Monseñor Fernando Arturo de Meriño poseyó una medalla de la Virgen que Juan Pablo Duarte y Díez llevó en su pecho durante parte de su vida. Herencia de la madre, paró en manos del padre Meriño durante una visita a la olvidada familia en la ciudad de Caracas. Cuando extinto el Fundador de la República se repatriaron sus restos, correspondió a Monseñor hablar del tema. Y lo dijo en la oración pronunciada desde el púlpito catedralicio al inhumar los huesos venerandos bajo los mosaicos seculares de la Primada de América.
Dolorosos recuerdos acumuló Monseñor de Meriño en esa visita a la postergada familia. Contempló a las hermanas sobrevivientes, Rosa y Francisca, casi menesterosas. En su forzoso exilio vieron fallecer a doña Manuela Díez, la madre, y a todos los hermanos y hermanas. Perdidas las ilusiones, deshechos los sueños, entregaban recuerdos al padrecito que llegaba desde Santo Domingo. A su vez, pletórico de anhelos, ansiaba el padrecito conocer al Fundador de la Patria en las nostalgias de las hermanas. De las frágiles manos de Rosa recibe Monseñor la medalla de la Virgen.
¡Es una reliquia! Un día brilló en el pecho de la madre santa sacrificada en las esperanzas del místico patriota. Más tarde, de ella, la recibió Juan Pablo. Refulge ahora en las manos del hombre vigoroso que es el sacerdote. Y él que ha contemplado tantas veces la imagen de María de la Altagracia, se sorprende en este momento. ¡El lábaro patrio estuvo predestinado para la República desde la antigua representación humana en el cuadro de María la llena de gracia!
Imagina al patricio contemplando a la madre terrena de Jesús. Su hermana le cuenta que pequeñito aún, Juan Pablo memoriza oraciones con gran unción. Ella lo escribirá a poco. Y cuando un tiempo después llegan a la República que fundó los restos mortales de Juan Pablo, Monseñor rememora estos recuerdos. Les dice a cuantos se congregan en la Catedral consagrada a la Virgen María de la Encarnación, que Juan Pablo fue hombre de profunda fe.
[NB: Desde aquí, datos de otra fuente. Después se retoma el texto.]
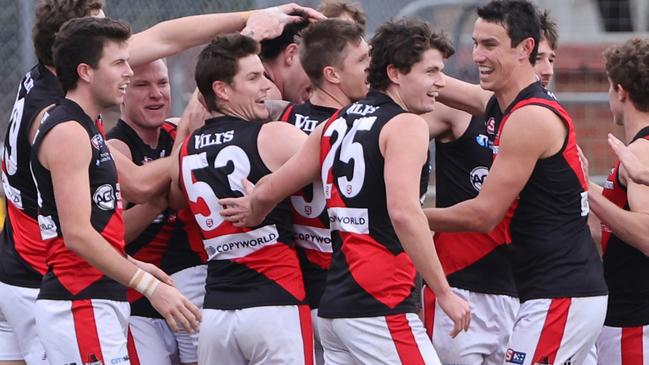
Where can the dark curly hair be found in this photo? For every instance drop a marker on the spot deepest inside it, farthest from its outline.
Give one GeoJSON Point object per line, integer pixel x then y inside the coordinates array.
{"type": "Point", "coordinates": [518, 17]}
{"type": "Point", "coordinates": [82, 40]}
{"type": "Point", "coordinates": [323, 44]}
{"type": "Point", "coordinates": [271, 48]}
{"type": "Point", "coordinates": [50, 16]}
{"type": "Point", "coordinates": [627, 64]}
{"type": "Point", "coordinates": [219, 61]}
{"type": "Point", "coordinates": [338, 8]}
{"type": "Point", "coordinates": [402, 44]}
{"type": "Point", "coordinates": [549, 29]}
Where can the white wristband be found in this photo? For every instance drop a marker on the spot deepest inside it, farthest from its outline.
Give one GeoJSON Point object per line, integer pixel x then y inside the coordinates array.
{"type": "Point", "coordinates": [143, 282]}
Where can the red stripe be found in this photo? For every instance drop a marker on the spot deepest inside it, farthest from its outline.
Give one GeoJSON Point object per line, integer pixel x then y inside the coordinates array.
{"type": "Point", "coordinates": [404, 339]}
{"type": "Point", "coordinates": [85, 329]}
{"type": "Point", "coordinates": [429, 310]}
{"type": "Point", "coordinates": [553, 329]}
{"type": "Point", "coordinates": [631, 346]}
{"type": "Point", "coordinates": [132, 350]}
{"type": "Point", "coordinates": [306, 327]}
No sólo volvía sus ojos hacia Dios. También pedía que como en Caná, fuese María la llena de gracia, intercesora ante su Hijo. Por eso, dijo Monseñor, ponía también su confianza en el patrocinio de la Virgen llena de gracia, cuya imagen colgara de su cuello en días de zozobras su madre atribulada. Reliquia preciosa, señores, que llevó siempre con devoción y filial amor y que hoy me envanezco de poseer como el más tierno recuerdo del amigo muerto.